U.S. Open Attendance Up From '16; USTA Earns Roughly $125M In Ticket Revenue
The two weeks of the U.S. Open drew 691,143 fans to Billie Jean King National Tennis Center this year, up from 688,542 fans last year, which was the event’s lowest mark since '11. The '15 event in Flushing Meadows drew 691,280 fans, while the tournament in '14 was the last to draw over 700,000 (713,026). Prior to '15, the U.S. Open had 26 sessions, whereas the event now has 24 sessions. (Austin Karp, Assistant Managing Editor). SPORTSBUSINESS JOURNAL's Daniel Kaplan reports the USTA took in roughly $125M in ticket revenue from this year's U.S. Open, up 8-9% from the year before and "again a record" even with "two fewer sessions." The USTA attributes some of the gain to the "ticket landscaping that the Open undertook: increasing premium-seat prices on average" 25%, but cutting them for 53% of the 23,771 seats in the main stadium. The USTA "cut those ticket prices in part to keep the event affordable" (SPORTSBUSINESS JOURNAL, 9/11 issue).
HARD DAY'S NIGHT: In N.Y., Mike Lupica wrote the U.S. Open has to "take a hard look at the way it schedules its night program by next year." The "idea that three matches ending" at 2:00am ET at this year's tournament is "good for business is dumber than a bag of hammers." Lupica: "I keep hearing all this gushing about how 'electric' the late-night atmosphere is at the Open.

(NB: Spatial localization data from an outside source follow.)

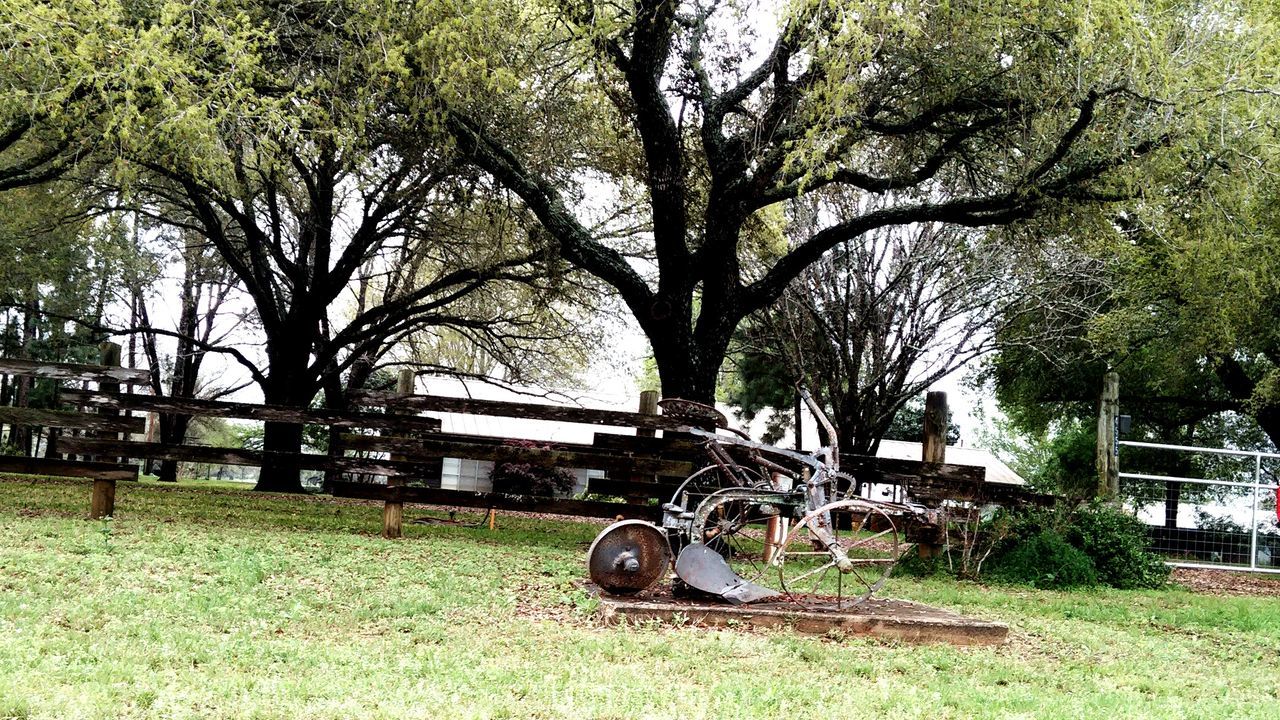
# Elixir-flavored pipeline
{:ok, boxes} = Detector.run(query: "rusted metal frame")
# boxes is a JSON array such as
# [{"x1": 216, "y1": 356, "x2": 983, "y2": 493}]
[
  {"x1": 799, "y1": 386, "x2": 839, "y2": 472},
  {"x1": 681, "y1": 426, "x2": 825, "y2": 472},
  {"x1": 747, "y1": 451, "x2": 794, "y2": 478},
  {"x1": 702, "y1": 438, "x2": 758, "y2": 488},
  {"x1": 686, "y1": 425, "x2": 900, "y2": 575},
  {"x1": 690, "y1": 487, "x2": 795, "y2": 538}
]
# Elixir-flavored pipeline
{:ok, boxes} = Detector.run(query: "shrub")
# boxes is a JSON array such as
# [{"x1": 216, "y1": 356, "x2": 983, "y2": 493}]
[
  {"x1": 977, "y1": 502, "x2": 1169, "y2": 590},
  {"x1": 894, "y1": 545, "x2": 943, "y2": 578},
  {"x1": 987, "y1": 529, "x2": 1099, "y2": 589},
  {"x1": 1065, "y1": 502, "x2": 1170, "y2": 589},
  {"x1": 488, "y1": 440, "x2": 577, "y2": 498}
]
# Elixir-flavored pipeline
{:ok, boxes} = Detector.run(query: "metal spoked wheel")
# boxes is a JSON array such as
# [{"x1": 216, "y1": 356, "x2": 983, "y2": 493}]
[
  {"x1": 669, "y1": 464, "x2": 772, "y2": 513},
  {"x1": 773, "y1": 499, "x2": 902, "y2": 610},
  {"x1": 691, "y1": 487, "x2": 794, "y2": 586}
]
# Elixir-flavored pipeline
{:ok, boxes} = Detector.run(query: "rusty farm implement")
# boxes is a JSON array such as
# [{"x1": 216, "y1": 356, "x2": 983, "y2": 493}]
[{"x1": 588, "y1": 390, "x2": 934, "y2": 608}]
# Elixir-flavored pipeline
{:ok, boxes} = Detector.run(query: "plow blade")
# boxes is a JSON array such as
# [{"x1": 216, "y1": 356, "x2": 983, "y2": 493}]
[{"x1": 675, "y1": 543, "x2": 780, "y2": 605}]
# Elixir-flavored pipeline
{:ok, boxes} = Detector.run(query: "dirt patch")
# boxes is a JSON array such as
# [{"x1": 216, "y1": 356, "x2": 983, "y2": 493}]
[
  {"x1": 588, "y1": 583, "x2": 1008, "y2": 645},
  {"x1": 1172, "y1": 567, "x2": 1280, "y2": 598}
]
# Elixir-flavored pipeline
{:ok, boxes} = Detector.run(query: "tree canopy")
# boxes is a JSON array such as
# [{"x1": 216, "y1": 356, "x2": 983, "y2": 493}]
[
  {"x1": 726, "y1": 218, "x2": 1103, "y2": 453},
  {"x1": 2, "y1": 0, "x2": 1279, "y2": 493},
  {"x1": 2, "y1": 0, "x2": 605, "y2": 490},
  {"x1": 432, "y1": 0, "x2": 1279, "y2": 402}
]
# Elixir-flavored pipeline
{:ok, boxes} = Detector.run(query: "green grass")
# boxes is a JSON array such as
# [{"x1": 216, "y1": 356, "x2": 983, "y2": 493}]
[{"x1": 2, "y1": 476, "x2": 1278, "y2": 719}]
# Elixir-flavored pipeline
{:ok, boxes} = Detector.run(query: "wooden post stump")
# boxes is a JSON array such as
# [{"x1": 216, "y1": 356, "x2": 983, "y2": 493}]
[
  {"x1": 382, "y1": 368, "x2": 414, "y2": 538},
  {"x1": 625, "y1": 390, "x2": 661, "y2": 505},
  {"x1": 917, "y1": 391, "x2": 948, "y2": 559},
  {"x1": 91, "y1": 479, "x2": 116, "y2": 520},
  {"x1": 636, "y1": 390, "x2": 659, "y2": 439},
  {"x1": 922, "y1": 391, "x2": 948, "y2": 465},
  {"x1": 90, "y1": 342, "x2": 122, "y2": 519}
]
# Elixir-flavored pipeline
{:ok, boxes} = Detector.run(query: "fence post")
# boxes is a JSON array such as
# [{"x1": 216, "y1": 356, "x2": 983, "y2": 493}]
[
  {"x1": 917, "y1": 391, "x2": 948, "y2": 558},
  {"x1": 622, "y1": 390, "x2": 660, "y2": 507},
  {"x1": 922, "y1": 391, "x2": 948, "y2": 465},
  {"x1": 1251, "y1": 452, "x2": 1261, "y2": 571},
  {"x1": 1096, "y1": 371, "x2": 1119, "y2": 499},
  {"x1": 90, "y1": 342, "x2": 122, "y2": 519},
  {"x1": 382, "y1": 368, "x2": 414, "y2": 539},
  {"x1": 636, "y1": 390, "x2": 659, "y2": 439}
]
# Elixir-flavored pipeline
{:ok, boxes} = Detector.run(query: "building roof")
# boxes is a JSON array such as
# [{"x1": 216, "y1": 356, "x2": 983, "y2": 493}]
[{"x1": 874, "y1": 439, "x2": 1026, "y2": 485}]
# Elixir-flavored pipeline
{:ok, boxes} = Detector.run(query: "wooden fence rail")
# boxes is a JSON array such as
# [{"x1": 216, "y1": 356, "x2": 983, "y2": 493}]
[
  {"x1": 350, "y1": 389, "x2": 718, "y2": 432},
  {"x1": 0, "y1": 357, "x2": 149, "y2": 385},
  {"x1": 0, "y1": 355, "x2": 1054, "y2": 534},
  {"x1": 61, "y1": 390, "x2": 445, "y2": 434}
]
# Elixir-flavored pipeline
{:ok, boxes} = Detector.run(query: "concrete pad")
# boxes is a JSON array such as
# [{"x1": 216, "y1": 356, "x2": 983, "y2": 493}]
[{"x1": 589, "y1": 585, "x2": 1007, "y2": 646}]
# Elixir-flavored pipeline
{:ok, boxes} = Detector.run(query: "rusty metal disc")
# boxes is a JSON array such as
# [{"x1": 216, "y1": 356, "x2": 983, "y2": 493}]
[{"x1": 587, "y1": 520, "x2": 672, "y2": 594}]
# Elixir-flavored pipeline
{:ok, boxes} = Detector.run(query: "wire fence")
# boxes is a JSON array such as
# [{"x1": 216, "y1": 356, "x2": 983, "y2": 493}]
[{"x1": 1119, "y1": 440, "x2": 1280, "y2": 573}]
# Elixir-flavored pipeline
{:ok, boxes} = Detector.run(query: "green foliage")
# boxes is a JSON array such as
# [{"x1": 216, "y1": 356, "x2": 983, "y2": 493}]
[
  {"x1": 488, "y1": 441, "x2": 576, "y2": 497},
  {"x1": 0, "y1": 187, "x2": 141, "y2": 365},
  {"x1": 988, "y1": 529, "x2": 1099, "y2": 590},
  {"x1": 1004, "y1": 419, "x2": 1099, "y2": 499},
  {"x1": 883, "y1": 396, "x2": 961, "y2": 445},
  {"x1": 634, "y1": 356, "x2": 661, "y2": 398},
  {"x1": 1066, "y1": 503, "x2": 1171, "y2": 590},
  {"x1": 426, "y1": 0, "x2": 1280, "y2": 405},
  {"x1": 721, "y1": 329, "x2": 798, "y2": 444},
  {"x1": 982, "y1": 503, "x2": 1169, "y2": 590},
  {"x1": 3, "y1": 477, "x2": 1280, "y2": 718},
  {"x1": 96, "y1": 516, "x2": 115, "y2": 554},
  {"x1": 892, "y1": 545, "x2": 943, "y2": 578}
]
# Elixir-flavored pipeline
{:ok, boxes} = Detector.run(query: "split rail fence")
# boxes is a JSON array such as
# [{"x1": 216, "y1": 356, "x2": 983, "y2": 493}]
[{"x1": 0, "y1": 350, "x2": 1051, "y2": 539}]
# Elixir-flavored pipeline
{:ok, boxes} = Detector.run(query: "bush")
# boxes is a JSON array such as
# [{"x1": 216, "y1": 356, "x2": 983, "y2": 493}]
[
  {"x1": 977, "y1": 502, "x2": 1169, "y2": 590},
  {"x1": 894, "y1": 545, "x2": 944, "y2": 578},
  {"x1": 1065, "y1": 502, "x2": 1170, "y2": 589},
  {"x1": 987, "y1": 529, "x2": 1099, "y2": 589},
  {"x1": 488, "y1": 440, "x2": 577, "y2": 498}
]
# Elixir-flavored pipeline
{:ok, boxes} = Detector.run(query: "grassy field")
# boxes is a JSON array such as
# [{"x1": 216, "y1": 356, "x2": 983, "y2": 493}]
[{"x1": 2, "y1": 476, "x2": 1278, "y2": 719}]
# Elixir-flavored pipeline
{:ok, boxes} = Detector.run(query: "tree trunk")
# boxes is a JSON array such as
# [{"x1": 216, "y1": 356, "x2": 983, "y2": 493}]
[
  {"x1": 13, "y1": 297, "x2": 38, "y2": 456},
  {"x1": 1164, "y1": 481, "x2": 1181, "y2": 529},
  {"x1": 653, "y1": 343, "x2": 717, "y2": 403},
  {"x1": 155, "y1": 414, "x2": 190, "y2": 483},
  {"x1": 257, "y1": 419, "x2": 306, "y2": 492},
  {"x1": 143, "y1": 236, "x2": 213, "y2": 484},
  {"x1": 157, "y1": 459, "x2": 180, "y2": 484},
  {"x1": 254, "y1": 353, "x2": 316, "y2": 493},
  {"x1": 650, "y1": 318, "x2": 734, "y2": 405}
]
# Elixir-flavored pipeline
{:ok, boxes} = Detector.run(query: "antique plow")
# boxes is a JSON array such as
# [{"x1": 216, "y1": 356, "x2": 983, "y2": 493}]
[{"x1": 588, "y1": 391, "x2": 930, "y2": 608}]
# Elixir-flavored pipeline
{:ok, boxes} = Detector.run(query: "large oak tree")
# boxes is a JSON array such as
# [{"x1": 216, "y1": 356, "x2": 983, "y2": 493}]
[
  {"x1": 3, "y1": 0, "x2": 581, "y2": 491},
  {"x1": 433, "y1": 0, "x2": 1277, "y2": 402},
  {"x1": 121, "y1": 2, "x2": 580, "y2": 491}
]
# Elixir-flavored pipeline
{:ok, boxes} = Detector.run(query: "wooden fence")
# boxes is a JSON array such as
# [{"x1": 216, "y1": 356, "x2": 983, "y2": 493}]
[{"x1": 0, "y1": 349, "x2": 1052, "y2": 538}]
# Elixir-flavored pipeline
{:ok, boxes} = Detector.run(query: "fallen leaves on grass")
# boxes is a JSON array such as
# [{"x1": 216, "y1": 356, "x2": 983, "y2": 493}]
[{"x1": 1172, "y1": 568, "x2": 1280, "y2": 597}]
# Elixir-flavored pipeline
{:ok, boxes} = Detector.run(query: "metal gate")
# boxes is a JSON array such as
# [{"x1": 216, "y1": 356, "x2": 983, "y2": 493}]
[{"x1": 1118, "y1": 440, "x2": 1280, "y2": 573}]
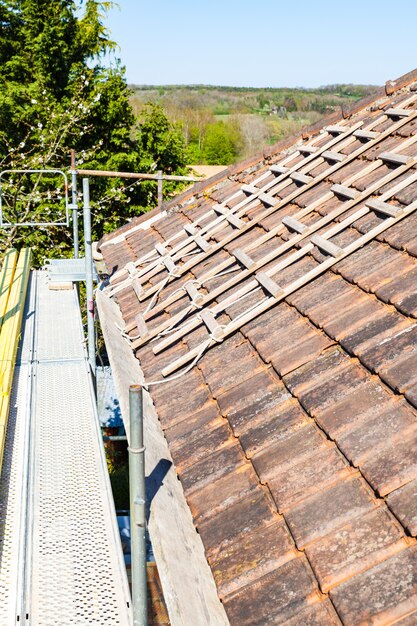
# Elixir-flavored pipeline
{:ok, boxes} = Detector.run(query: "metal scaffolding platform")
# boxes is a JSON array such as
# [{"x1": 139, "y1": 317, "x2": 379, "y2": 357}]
[{"x1": 0, "y1": 270, "x2": 131, "y2": 625}]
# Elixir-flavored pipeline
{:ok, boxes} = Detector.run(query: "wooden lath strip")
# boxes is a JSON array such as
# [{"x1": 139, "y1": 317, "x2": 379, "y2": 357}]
[
  {"x1": 331, "y1": 184, "x2": 360, "y2": 200},
  {"x1": 385, "y1": 108, "x2": 412, "y2": 117},
  {"x1": 298, "y1": 145, "x2": 317, "y2": 154},
  {"x1": 109, "y1": 120, "x2": 368, "y2": 287},
  {"x1": 321, "y1": 150, "x2": 345, "y2": 162},
  {"x1": 258, "y1": 192, "x2": 277, "y2": 207},
  {"x1": 310, "y1": 234, "x2": 344, "y2": 257},
  {"x1": 184, "y1": 281, "x2": 205, "y2": 307},
  {"x1": 131, "y1": 134, "x2": 417, "y2": 330},
  {"x1": 183, "y1": 224, "x2": 212, "y2": 252},
  {"x1": 270, "y1": 164, "x2": 289, "y2": 175},
  {"x1": 125, "y1": 133, "x2": 417, "y2": 332},
  {"x1": 132, "y1": 110, "x2": 417, "y2": 301},
  {"x1": 161, "y1": 198, "x2": 417, "y2": 377},
  {"x1": 290, "y1": 172, "x2": 313, "y2": 184},
  {"x1": 379, "y1": 152, "x2": 410, "y2": 166},
  {"x1": 365, "y1": 198, "x2": 401, "y2": 217},
  {"x1": 233, "y1": 249, "x2": 255, "y2": 269},
  {"x1": 199, "y1": 309, "x2": 225, "y2": 341},
  {"x1": 256, "y1": 272, "x2": 284, "y2": 297},
  {"x1": 112, "y1": 94, "x2": 417, "y2": 283},
  {"x1": 354, "y1": 129, "x2": 378, "y2": 140},
  {"x1": 325, "y1": 125, "x2": 351, "y2": 134},
  {"x1": 213, "y1": 204, "x2": 245, "y2": 229},
  {"x1": 132, "y1": 161, "x2": 417, "y2": 350},
  {"x1": 282, "y1": 216, "x2": 308, "y2": 233}
]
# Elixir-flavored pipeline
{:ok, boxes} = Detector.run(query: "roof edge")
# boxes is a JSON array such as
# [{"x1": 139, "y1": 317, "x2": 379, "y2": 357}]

Really?" The USTA also has to "do better with the day sessions" just so fans who have "paid those ridiculous prices to come be a part of ... all the electricity, don’t have to wait outside for an hour or more while the last long match of the day session is being completed." The scheduling this year was "as bad as it’s ever been, and that is saying plenty" (N.Y. DAILY NEWS, 9/10).